Foundations: ML on Kubernetes, and what Kubeflow actually is

Why ML teams run on Kubernetes, what Kubeflow is (a collection, not a monolith), a short and unflinching history, the component map, and where distros and alternatives fit.

Before you touch a CRD, it’s worth being honest about what you’re getting into. Kubeflow is not a product you install and forget. It’s a collection of Kubernetes-native projects, glued together by a thin UI, sitting on top of a service mesh — and the case for using it is specific, not generic. This module sets the framing.

The ML-on-Kubernetes problem

ML teams reach for Kubernetes for a small number of concrete reasons. None of them are “because everyone else uses Kubernetes.”

GPU scheduling. A model that needs four A100s for training and one for serving is a scheduling problem long before it’s an ML problem. Kubernetes’ scheduler — plus the Nvidia GPU Operator — lets you express “this Pod needs 4× nvidia.com/gpu” and have the cluster find the right node. Doing this by hand on a fleet of bare-metal boxes is the historical baseline; it’s worse than Kubernetes.
Multi-tenant isolation. A platform team running ML for ten product squads cannot give each squad its own physical GPU box. Namespaces, RBAC, and ResourceQuotas — combined with Kubeflow’s Profile primitive — give each tenant their own logical slice without giving them root on each other’s experiments.
Reproducible environments. Containers solve the “works on my laptop, dies in prod” problem for ML the same way they did for the web. A training job is just a container running a Python script; the cluster doesn’t care whether the script trains a transformer or sorts CSVs.
Hardware utilisation. Idle A100s are expensive. A scheduler that packs short jobs onto reserved capacity, lets serving scale to zero when there’s no traffic, and slices large GPUs across multiple tenants with MIG (Multi-Instance GPU) is the difference between a 30%-utilised fleet and a 70%-utilised one.
Same Kubernetes the platform team already runs. This is the underrated reason. If your company has a 50-person platform team running OpenShift or EKS, not using Kubernetes for ML means standing up a parallel infrastructure with its own on-call, its own monitoring, its own incident response. Reusing the existing platform is the cheapest path.
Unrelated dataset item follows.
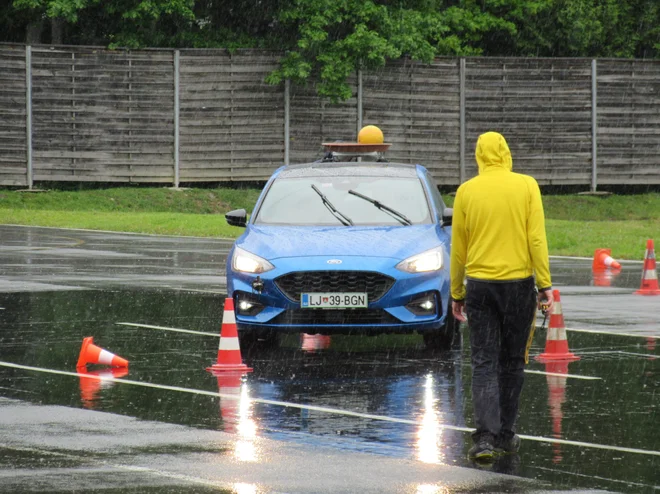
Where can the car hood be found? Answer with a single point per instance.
(393, 242)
The tradeoffs are real and worth saying out loud:

More complexity than python train.py. A data scientist who used to run a training script on a laptop now needs to understand container images, persistent volumes, service accounts, and ingress. The friction is measured in months of ramp-up.
Local-dev parity is harder. The model that trains on your laptop with conda may behave subtly differently in the cluster’s container with pip install. The fix is to develop inside the same container the cluster runs — which is what Kubeflow Notebooks exists to make easy.
The operator-team-vs-ML-team friction. ML engineers want experiments fast; platform engineers want stable, audited infrastructure. Kubeflow lives at that boundary. Most failure modes are organisational, not technical.

If your team is small, lives on one box with one GPU, and has no compliance pressure — don’t do this. Train on the box. Scale up when you outgrow it.
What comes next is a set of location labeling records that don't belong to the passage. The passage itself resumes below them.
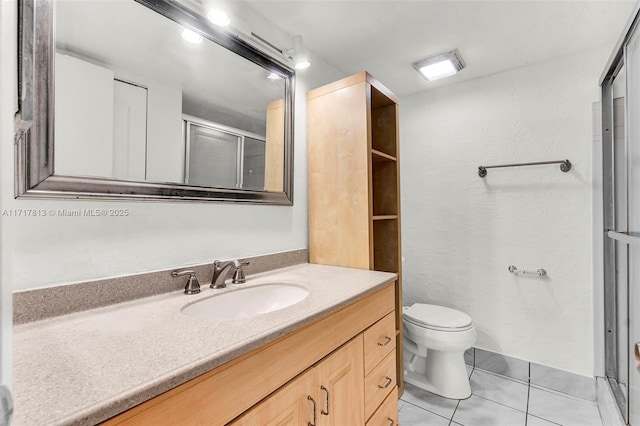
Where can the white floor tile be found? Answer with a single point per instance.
(410, 415)
(563, 409)
(477, 411)
(499, 389)
(429, 401)
(537, 421)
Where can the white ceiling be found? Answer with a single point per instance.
(385, 36)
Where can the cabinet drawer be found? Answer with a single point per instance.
(387, 414)
(379, 341)
(379, 384)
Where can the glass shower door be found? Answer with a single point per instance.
(621, 159)
(632, 59)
What “Kubeflow” actually is

Kubeflow is not a monolith. It is a collection of Kubernetes-native projects that together cover the ML workflow. Each is a separate set of CRDs and controllers, each can be deployed independently, and each has its own release cadence.

The core components, in roughly the order you encounter them:

Component	What it does	Underlying primitive
Notebooks	Jupyter / VS Code servers running as Pods, with PVCs for state and per-user identity	`Notebook` CRD
Kubeflow Pipelines (KFP)	A DAG runtime for ML workflows — components are containers, the DAG is Python-authored, the runner is Argo or Tekton	`PipelineRun`, plus Argo `Workflow` or Tekton `PipelineRun` under it
Training Operators	Distributed training as a Kubernetes Job — multi-Pod, multi-worker, multi-framework	`PyTorchJob`, `TFJob`, `MPIJob`, `MXJob`, `XGBoostJob`, `PaddleJob`, `JAXJob`
Katib	Hyperparameter optimisation and neural-architecture search	`Experiment`, `Suggestion`, `Trial`
KServe	Model serving with scale-to-zero, autoscaling, canary rollout	`InferenceService`, on Knative Serving
ML Metadata (MLMD)	A database of artifacts and their lineage across pipeline runs	A gRPC server in front of MySQL/SQLite
Central Dashboard	A thin frontend that lists the per-component UIs inside one shell	A web app + an Istio AuthorizationPolicy
Profiles	The multi-tenancy primitive — one `Profile` creates a namespace plus the RBAC/SA bindings to participate in Kubeflow	`Profile` CRD

You’ll notice three things about the table: there’s nothing in it that trains a model (that’s your code), nothing that stores data (you bring object storage), and nothing that deploys code outside the cluster (KServe is on-cluster). Kubeflow is a workflow platform; it doesn’t try to be a data warehouse or a CI/CD system.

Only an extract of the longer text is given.